While whole plant extracts are preferred, federal and state regulations make utilization of whole plant cannabis (hemp) extracts difficult. As such, utilizing non-psychotropic isolates is more practical. Effects of both stimulation and inhibition of the immune system by cannabinoids have been reported with contradictory evidence for the specific effects of cannabinoids on biosynethesis of T-cell derived cytokines. The literature houses studies that reveal both an inhibition of Th1 and Th2 cytokine production, and stimulation. However, there is now recent and consistent proof that cannabinoids are responsible for a decrease in the expression of certain pro-inflammatory cytokines such as IL-6, IL-12, IL-1, IL-2, and TNF-α. Therefore proving their role in the reduction of the inflammatory profile in certain pathologies. Recently it was also shown that cannabinoids have the ability to reduce the expression of IL-6 and NO-induced by LPS.
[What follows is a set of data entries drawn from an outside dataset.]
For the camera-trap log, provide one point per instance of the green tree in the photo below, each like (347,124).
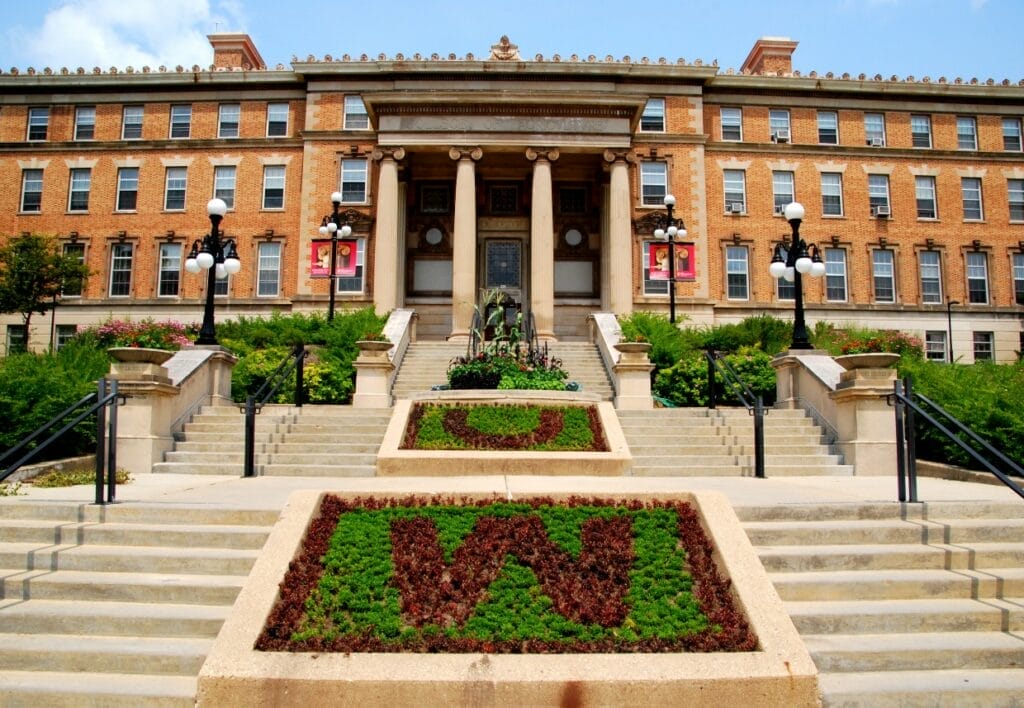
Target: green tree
(33,271)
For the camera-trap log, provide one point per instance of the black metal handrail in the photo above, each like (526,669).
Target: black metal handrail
(107,435)
(754,404)
(254,403)
(905,403)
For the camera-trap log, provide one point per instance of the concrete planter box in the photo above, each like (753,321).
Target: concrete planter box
(780,673)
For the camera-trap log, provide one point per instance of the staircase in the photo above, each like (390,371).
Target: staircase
(311,441)
(902,605)
(116,606)
(700,442)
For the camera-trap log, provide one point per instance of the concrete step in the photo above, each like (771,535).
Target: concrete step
(74,689)
(991,689)
(151,655)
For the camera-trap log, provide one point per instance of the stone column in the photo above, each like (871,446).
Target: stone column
(542,243)
(464,242)
(620,275)
(386,272)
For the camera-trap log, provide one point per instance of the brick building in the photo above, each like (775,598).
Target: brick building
(543,176)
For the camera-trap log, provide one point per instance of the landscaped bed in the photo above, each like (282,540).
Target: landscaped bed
(534,576)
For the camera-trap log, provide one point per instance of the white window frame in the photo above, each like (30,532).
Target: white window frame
(228,120)
(273,179)
(734,123)
(356,117)
(737,273)
(652,118)
(268,268)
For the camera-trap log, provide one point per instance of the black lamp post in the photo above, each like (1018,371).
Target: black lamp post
(949,326)
(219,258)
(801,258)
(334,225)
(669,227)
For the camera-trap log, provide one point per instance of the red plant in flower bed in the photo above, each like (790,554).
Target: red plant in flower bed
(593,589)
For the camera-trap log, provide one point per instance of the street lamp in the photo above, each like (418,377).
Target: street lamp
(801,258)
(668,228)
(949,326)
(219,258)
(333,224)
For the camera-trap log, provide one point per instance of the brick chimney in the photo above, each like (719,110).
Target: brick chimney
(770,55)
(235,50)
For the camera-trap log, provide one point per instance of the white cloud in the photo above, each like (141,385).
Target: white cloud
(115,33)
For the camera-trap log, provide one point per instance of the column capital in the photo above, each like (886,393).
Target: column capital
(466,154)
(548,154)
(614,156)
(387,153)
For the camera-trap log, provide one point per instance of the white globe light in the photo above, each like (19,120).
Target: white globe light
(793,210)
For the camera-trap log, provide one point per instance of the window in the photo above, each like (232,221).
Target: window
(885,276)
(353,181)
(273,186)
(78,192)
(921,131)
(268,269)
(656,286)
(73,288)
(977,278)
(32,190)
(1012,134)
(1019,279)
(227,120)
(355,114)
(180,121)
(121,257)
(353,284)
(170,269)
(735,191)
(17,338)
(778,125)
(736,273)
(930,268)
(924,189)
(39,120)
(131,123)
(276,120)
(85,122)
(935,345)
(1015,195)
(832,194)
(875,129)
(174,189)
(836,275)
(652,119)
(971,191)
(828,127)
(732,124)
(127,189)
(878,193)
(223,183)
(967,133)
(781,184)
(983,346)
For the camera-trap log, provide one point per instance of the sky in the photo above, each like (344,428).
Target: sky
(934,38)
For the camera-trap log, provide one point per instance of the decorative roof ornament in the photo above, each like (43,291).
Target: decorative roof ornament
(505,50)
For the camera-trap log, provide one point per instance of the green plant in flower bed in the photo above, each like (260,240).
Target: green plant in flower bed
(535,576)
(504,427)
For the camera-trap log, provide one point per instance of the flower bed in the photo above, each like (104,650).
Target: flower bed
(535,576)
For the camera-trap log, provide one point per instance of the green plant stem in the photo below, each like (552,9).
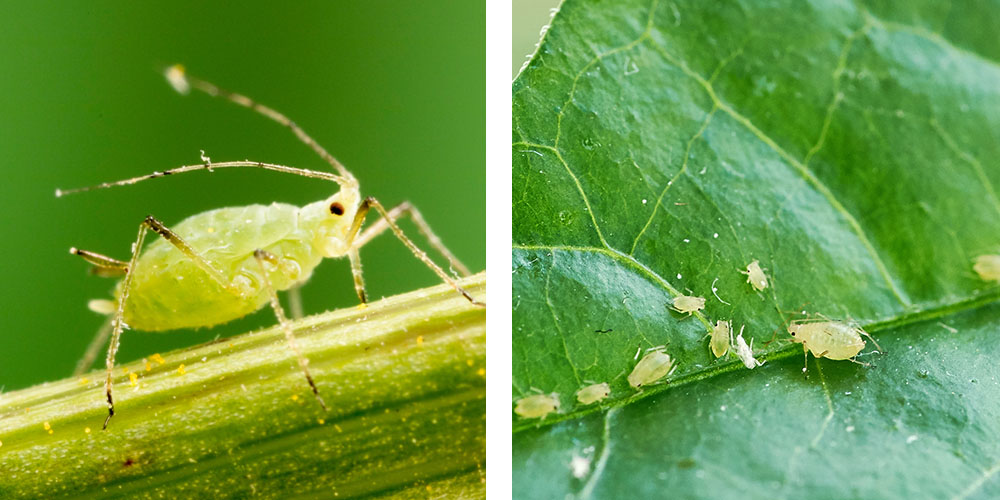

Several important interactions between the endocannabinoid signaling system and the immune and inflammatory changes in the context of sepsis, have been observed. There are increased interactions between CBD receptors and multiple immune cells such as monocytes, leukocytes, polymorphonuclear cells, natural killer cells, and CD4+ and the CD8+ lymphocytes. Recent studies have also shown a series of anti-inflammatory, antioxidant, and antiapoptotic properties of cannabinoids in sepsis. For the sake of simplicity, the link between the cannabinoid system and sepsis can be explained by the effects of cannabinoids on inflammation, on the immune system, and on the redox activity [51]. At a molecular level, CBD and THC are involved in most of the biological processes impacting microRNAs expression and blocking the excessive production of pro-inflammatory cytokines. The result is modulation of immune response leading to an enhanced molecular response during a sepsis event. In a mouse model of LPS induced sepsis-related encephalitis CBD prevented arteriolar and venular vasodilation as well as leukocyte margination and abolished increases in TNFalpha and COX-2 expression. CBD also reduced the expression of inducible-nitric oxide synthase and preserved the integrity of the blood-brian barrier.

Conclusion

The COVID-19 global pandemic has exposed the weaknesses of our current approach to dealing with communicable viral diseases, especially those that are novel and rapidly mutating. It’s likely that a vaccine is many months on the horizon and quality surveillance and testing has been, in many places, lackluster. Given the lack of effective therapeutic agents and the safety profile of whole plant extracts used in combination, it is the opinion of the authors that examination of the efficacy of these medicinals should occur in a clinical setting.